One of the most noticeable and most traumatic diseases found in cats and dogs is epilepsy. For many pet owners, the sight of an epileptic seizure in their pet can cause anxiety until the disease is controlled. Epilepsy is a form of non-progressive brain disorder that results in intermittent seizures. It’s important to determine the underlying problem, as many dog and cat diseases present with a symptom of seizures.
Types of Seizures in Cats and Dogs
There are two primary types of seizures, partial seizers and generalized seizures.
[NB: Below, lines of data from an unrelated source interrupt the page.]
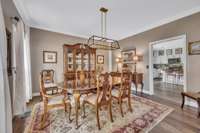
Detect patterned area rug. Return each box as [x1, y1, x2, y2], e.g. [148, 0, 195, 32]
[25, 96, 173, 133]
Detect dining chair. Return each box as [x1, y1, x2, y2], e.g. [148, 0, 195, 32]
[39, 74, 71, 129]
[112, 71, 132, 117]
[41, 69, 59, 95]
[83, 73, 113, 130]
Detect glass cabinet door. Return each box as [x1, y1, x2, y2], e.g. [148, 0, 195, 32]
[66, 48, 73, 71]
[75, 49, 82, 71]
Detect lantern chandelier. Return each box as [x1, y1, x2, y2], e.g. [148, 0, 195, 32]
[88, 7, 120, 50]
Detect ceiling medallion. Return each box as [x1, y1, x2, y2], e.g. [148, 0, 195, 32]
[88, 7, 120, 50]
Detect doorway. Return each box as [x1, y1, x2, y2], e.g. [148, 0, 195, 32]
[149, 35, 187, 103]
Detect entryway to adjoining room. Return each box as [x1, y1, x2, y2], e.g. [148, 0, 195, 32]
[149, 35, 187, 103]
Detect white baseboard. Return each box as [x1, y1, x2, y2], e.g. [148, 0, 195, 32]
[33, 92, 40, 97]
[185, 99, 198, 108]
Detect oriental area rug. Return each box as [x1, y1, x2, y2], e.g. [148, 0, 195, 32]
[25, 96, 173, 133]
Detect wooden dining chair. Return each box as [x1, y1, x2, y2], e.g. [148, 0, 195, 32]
[41, 69, 58, 95]
[39, 74, 71, 129]
[112, 71, 132, 117]
[83, 73, 113, 130]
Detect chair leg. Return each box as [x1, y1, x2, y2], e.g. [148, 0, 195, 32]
[40, 103, 47, 129]
[197, 98, 200, 118]
[64, 102, 67, 112]
[69, 103, 72, 122]
[83, 101, 85, 118]
[108, 102, 113, 122]
[181, 93, 185, 109]
[96, 106, 101, 130]
[128, 96, 133, 112]
[119, 99, 124, 117]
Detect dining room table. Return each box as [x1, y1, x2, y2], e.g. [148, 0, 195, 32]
[58, 81, 120, 128]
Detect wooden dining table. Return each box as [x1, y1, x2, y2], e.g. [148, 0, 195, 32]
[58, 82, 120, 128]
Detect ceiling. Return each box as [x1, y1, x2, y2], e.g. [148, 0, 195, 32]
[13, 0, 200, 40]
[153, 38, 185, 50]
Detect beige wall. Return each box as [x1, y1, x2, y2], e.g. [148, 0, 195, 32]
[113, 13, 200, 90]
[30, 28, 108, 93]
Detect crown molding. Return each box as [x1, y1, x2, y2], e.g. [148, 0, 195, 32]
[30, 25, 90, 40]
[119, 6, 200, 41]
[13, 0, 31, 26]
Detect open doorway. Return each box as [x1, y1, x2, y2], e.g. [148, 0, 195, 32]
[149, 35, 187, 103]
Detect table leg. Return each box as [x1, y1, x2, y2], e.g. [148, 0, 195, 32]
[74, 93, 80, 128]
[141, 82, 144, 94]
[197, 98, 200, 118]
[181, 93, 185, 109]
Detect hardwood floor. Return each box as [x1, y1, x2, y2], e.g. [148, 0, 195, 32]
[13, 90, 200, 133]
[154, 80, 183, 104]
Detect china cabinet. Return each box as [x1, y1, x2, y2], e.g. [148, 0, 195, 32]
[63, 43, 96, 88]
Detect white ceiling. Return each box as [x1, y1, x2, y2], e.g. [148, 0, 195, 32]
[153, 38, 185, 50]
[13, 0, 200, 40]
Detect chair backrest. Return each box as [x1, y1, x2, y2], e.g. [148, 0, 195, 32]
[96, 73, 112, 104]
[120, 71, 132, 97]
[41, 69, 54, 83]
[75, 71, 86, 89]
[39, 72, 46, 95]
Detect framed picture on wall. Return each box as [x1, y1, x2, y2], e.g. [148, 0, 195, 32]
[188, 41, 200, 55]
[175, 48, 183, 54]
[153, 50, 158, 57]
[158, 50, 165, 56]
[166, 49, 173, 56]
[122, 49, 136, 64]
[97, 55, 104, 64]
[43, 51, 57, 63]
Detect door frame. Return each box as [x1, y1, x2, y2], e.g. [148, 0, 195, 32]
[149, 34, 188, 95]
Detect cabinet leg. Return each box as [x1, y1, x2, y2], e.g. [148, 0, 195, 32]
[197, 98, 200, 118]
[181, 93, 185, 109]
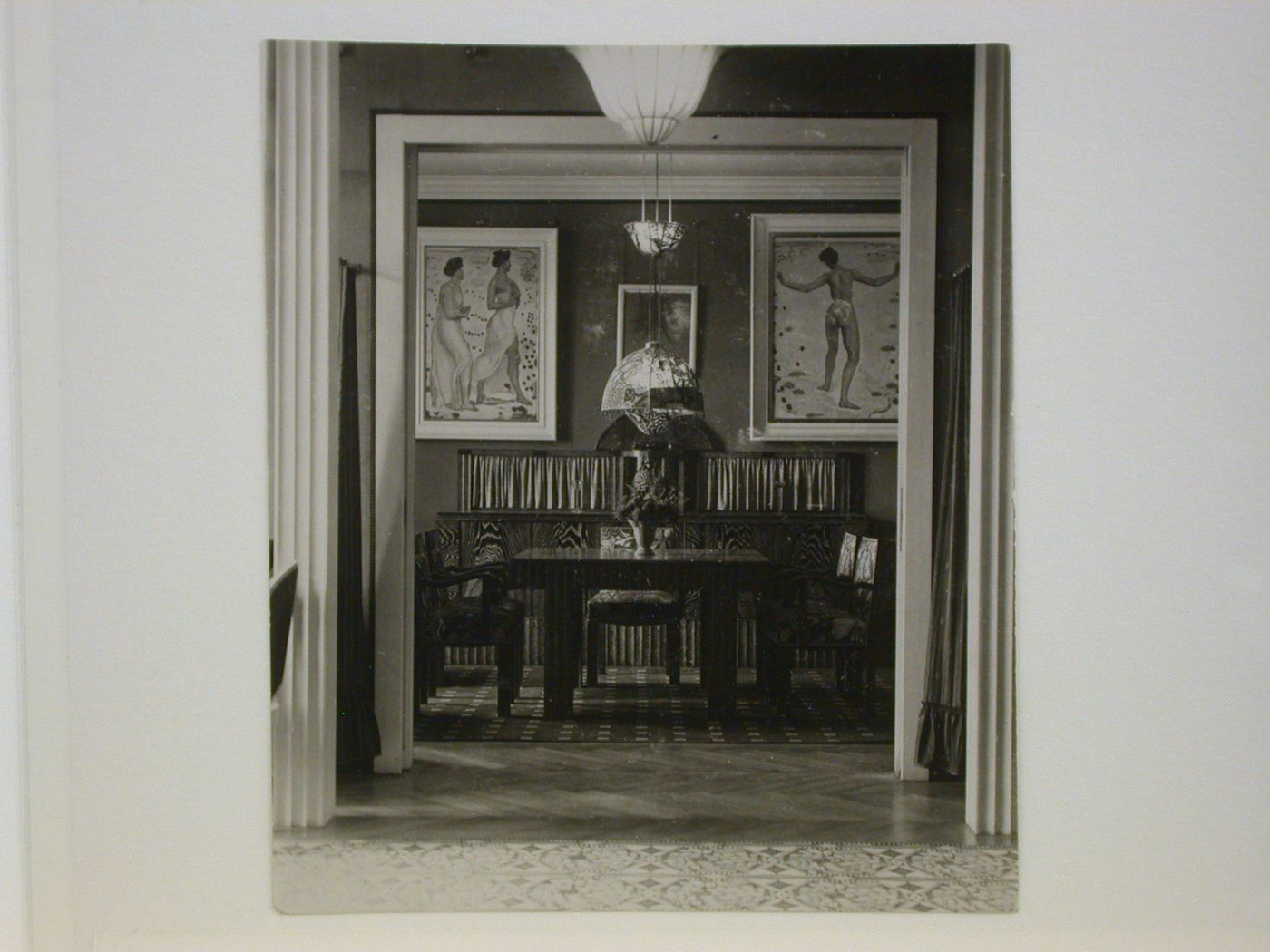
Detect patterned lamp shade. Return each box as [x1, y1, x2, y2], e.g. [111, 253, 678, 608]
[625, 221, 683, 257]
[600, 340, 705, 437]
[569, 45, 723, 146]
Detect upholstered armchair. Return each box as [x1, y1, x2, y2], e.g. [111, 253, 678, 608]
[414, 529, 524, 717]
[757, 533, 890, 711]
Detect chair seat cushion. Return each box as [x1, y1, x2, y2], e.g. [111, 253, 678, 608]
[759, 602, 866, 648]
[425, 597, 524, 645]
[587, 589, 683, 625]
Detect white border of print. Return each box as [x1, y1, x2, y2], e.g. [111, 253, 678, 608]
[414, 228, 556, 441]
[617, 285, 698, 372]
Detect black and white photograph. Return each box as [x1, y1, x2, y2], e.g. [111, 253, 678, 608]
[0, 0, 1270, 952]
[266, 41, 1020, 914]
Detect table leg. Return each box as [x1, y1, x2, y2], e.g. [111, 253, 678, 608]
[701, 572, 737, 720]
[541, 571, 575, 721]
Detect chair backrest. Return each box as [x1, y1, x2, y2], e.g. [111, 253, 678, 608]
[414, 529, 461, 619]
[269, 564, 299, 697]
[851, 536, 877, 585]
[838, 532, 860, 581]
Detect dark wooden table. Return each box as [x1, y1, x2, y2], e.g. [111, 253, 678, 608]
[509, 549, 772, 720]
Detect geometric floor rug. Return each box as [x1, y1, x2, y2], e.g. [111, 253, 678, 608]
[414, 666, 892, 743]
[273, 832, 1019, 914]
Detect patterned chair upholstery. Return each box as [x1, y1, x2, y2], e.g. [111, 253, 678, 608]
[758, 532, 882, 707]
[585, 526, 685, 686]
[414, 529, 524, 717]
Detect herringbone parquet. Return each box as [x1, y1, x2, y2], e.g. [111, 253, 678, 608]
[325, 742, 997, 845]
[414, 666, 892, 745]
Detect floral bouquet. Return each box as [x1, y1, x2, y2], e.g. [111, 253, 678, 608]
[613, 460, 679, 555]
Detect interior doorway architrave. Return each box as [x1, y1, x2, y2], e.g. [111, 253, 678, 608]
[374, 114, 937, 780]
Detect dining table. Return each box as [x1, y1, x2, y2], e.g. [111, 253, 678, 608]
[508, 547, 772, 720]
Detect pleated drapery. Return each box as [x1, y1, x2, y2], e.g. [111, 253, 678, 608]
[336, 264, 380, 773]
[917, 267, 971, 775]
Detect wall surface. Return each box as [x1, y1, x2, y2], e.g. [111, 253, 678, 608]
[415, 202, 898, 527]
[340, 44, 974, 527]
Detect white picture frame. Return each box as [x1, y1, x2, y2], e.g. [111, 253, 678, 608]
[750, 213, 913, 441]
[413, 228, 558, 441]
[616, 285, 698, 372]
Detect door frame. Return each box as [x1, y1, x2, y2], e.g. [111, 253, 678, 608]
[372, 113, 937, 780]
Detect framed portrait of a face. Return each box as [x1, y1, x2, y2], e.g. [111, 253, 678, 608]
[750, 215, 902, 439]
[414, 228, 556, 439]
[617, 285, 698, 371]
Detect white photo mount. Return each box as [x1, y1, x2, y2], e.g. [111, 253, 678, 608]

Partial seizures may be due to a congenital problem, which is present at birth, or an acquired problem, such as encephalitis or cancer. Some sufferers of partial seizers have the condition evolve into a secondary generalized seizure. Generalized seizures are more common in cats and dogs. There are several different types that can present itself in a pet: These include:
-Absence seizures/Petit mal: Symptoms include a brief loss of consciousness. However, absence seizures are quite rare in animals.
-Myclonic seizures: Symptoms include muscle jerk(s).
-Clonic seizures: Symptoms include rhythmic muscle contractions.
-Tonic seizures: Symptoms include a general increase in muscle tone in any area of the body.
-Tonic clonic seizures/Grand mal: Symptoms include loss of consciousness, paddling movements, and muscle jerking. Tonic clonic seizures account for sixty percent of seizures in cats and eighty percent in dogs.
Causes of Seizures in Cats and Dogs
Before a true diagnosis of epilepsy can be made, other general causes of seizures must first be ruled out. Your veterinarian will need to address several questions to determine if epilepsy is the proper diagnosis for your pet cat or dog. To do this, they will need to know if the cause is inside or outside the brain. If the cause of the seizures is found inside the brain, a progressive problem is to blame, such as an infection or cancer. If the cause is inside the brain and non-progressive, the problem may be epilepsy. If the cause is found outside the brain, the veterinarian must determine if the cause originated within the body, such as a liver problem, kidney failure, or low blood sugar. If outside the body, the causes could possibly be toxicity, lead poisoning, or organophosphate.
Diagnosis of Epilepsy in Cats and Dogs
The type of seizure that your pet experienced will play a major role in the diagnosis and treatment. If the pet owner determined that the cat or dog had a solitary seizure, the veterinarian may advise against future testing. This is because most solitary seizures will only occur once and will not lead to future problems. For other types of seizures, your veterinarian will take a detailed history of your pet. They may ask you to videotape the seizure to better identity where the weakness is located and how it occurs. There are several symptoms that the veterinarian may have you look for, such as:
-Clonic or jerky muscle movements
-Tonic or increased muscle tone
-Spontaneous defecation and/or urination
The veterinarian will typically take x-rays of the abdomen and chest to check for signs of diseases. An analysis of fecal matter may be tested in puppies that experience seizures. If all tests appear normal and no disease is detected, many cats and dogs will be diagnosed with epilepsy unless further testing is requested. Once a diagnosis of epilepsy has been finalized, the veterinarian will prescribe anticonvulsant drugs to eradicate seizure activity. Epilepsy is not curable but with the proper medication, seizures in your cat or dog can reduce significantly or disappear altogether.